The result is that patients may not get optimal care. Sometimes I find myself running in circles and learning very little except that I don’t want to be a primary care physician (PCP). Even if being a hospitalist means longer duty hours, I can’t imagine being a PCP like our own overworked faculty attendings, who despite being experienced and mostly clinic based, still seem to have a tough time taking care of the ancillary clinical tasks—the forms, the paperwork, the refill requests, prior authorizations—while caring for patients. And while some practices choose to hire nurses or physician assistants to do this work, for most practices, reimbursement is often too low or profit margins too narrow to support extra staff. The shortfall leaves attendings to manage for themselves as best they can.

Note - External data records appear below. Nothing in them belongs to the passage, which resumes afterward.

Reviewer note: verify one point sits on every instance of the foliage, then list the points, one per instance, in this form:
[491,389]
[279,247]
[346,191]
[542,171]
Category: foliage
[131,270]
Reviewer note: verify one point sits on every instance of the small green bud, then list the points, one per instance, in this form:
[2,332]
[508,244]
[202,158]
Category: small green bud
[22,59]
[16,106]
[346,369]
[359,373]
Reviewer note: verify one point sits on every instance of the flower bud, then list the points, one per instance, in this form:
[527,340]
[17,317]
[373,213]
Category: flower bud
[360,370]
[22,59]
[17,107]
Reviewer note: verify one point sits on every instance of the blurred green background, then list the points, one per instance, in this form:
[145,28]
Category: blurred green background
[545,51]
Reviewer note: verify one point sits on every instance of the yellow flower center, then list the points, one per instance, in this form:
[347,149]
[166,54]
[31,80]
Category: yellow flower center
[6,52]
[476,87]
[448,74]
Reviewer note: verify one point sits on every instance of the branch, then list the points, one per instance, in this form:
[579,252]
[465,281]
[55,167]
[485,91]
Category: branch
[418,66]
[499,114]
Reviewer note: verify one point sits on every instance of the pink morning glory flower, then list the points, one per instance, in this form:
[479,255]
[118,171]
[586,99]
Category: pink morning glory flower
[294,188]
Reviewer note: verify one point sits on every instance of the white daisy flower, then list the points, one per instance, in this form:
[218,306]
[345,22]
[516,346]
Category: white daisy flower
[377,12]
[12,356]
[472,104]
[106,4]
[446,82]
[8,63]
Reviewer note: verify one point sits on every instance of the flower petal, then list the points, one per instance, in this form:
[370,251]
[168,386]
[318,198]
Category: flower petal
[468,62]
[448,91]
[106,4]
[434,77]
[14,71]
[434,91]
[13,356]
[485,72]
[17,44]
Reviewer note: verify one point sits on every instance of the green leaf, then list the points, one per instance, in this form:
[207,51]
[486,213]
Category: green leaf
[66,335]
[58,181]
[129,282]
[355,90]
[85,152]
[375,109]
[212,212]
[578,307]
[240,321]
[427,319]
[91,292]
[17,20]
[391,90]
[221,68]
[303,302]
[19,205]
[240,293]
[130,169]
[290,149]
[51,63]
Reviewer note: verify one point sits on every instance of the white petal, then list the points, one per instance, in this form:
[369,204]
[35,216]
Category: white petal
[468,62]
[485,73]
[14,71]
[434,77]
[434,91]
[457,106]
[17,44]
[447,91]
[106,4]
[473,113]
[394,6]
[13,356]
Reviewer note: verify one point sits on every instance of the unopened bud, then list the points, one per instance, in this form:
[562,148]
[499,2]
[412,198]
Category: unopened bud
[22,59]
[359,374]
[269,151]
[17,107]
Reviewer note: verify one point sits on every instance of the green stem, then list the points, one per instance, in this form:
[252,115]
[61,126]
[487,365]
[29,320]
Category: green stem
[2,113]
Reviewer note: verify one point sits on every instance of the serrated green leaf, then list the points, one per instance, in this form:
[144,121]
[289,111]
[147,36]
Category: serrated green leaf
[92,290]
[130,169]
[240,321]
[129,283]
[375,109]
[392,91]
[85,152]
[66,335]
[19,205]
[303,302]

In short, while I am obviously one of the weakest links at the clinic, it seems that the rest of the chain sometimes just barely holds up. Most PCPs spend the bulk of their career scrambling to take care of the nonmedical tasks generated by their patients while still providing the care that maintains them and their practices financially.

It’s no surprise that physician burnout is epidemic and that many PCPs leave outpatient medicine to work in industry or hospital-based medicine or to retrain in another specialty. It’s equally unsurprising that so many young physicians—myself included—opt not to be a PCP. For my part, although I do love being a primary care physician, I’d much rather work a 75-hour week, pulling shifts as a hospitalist than devote my career to being a PCP who spends just as much time scrambling to do paperwork as providing care and has little or no help or financial support. That sort of challenge, after all, should be saved only for residency.

The opinions expressed in this column are not necessarily those of Harvard Medical School, its affiliated institutions, or Harvard University.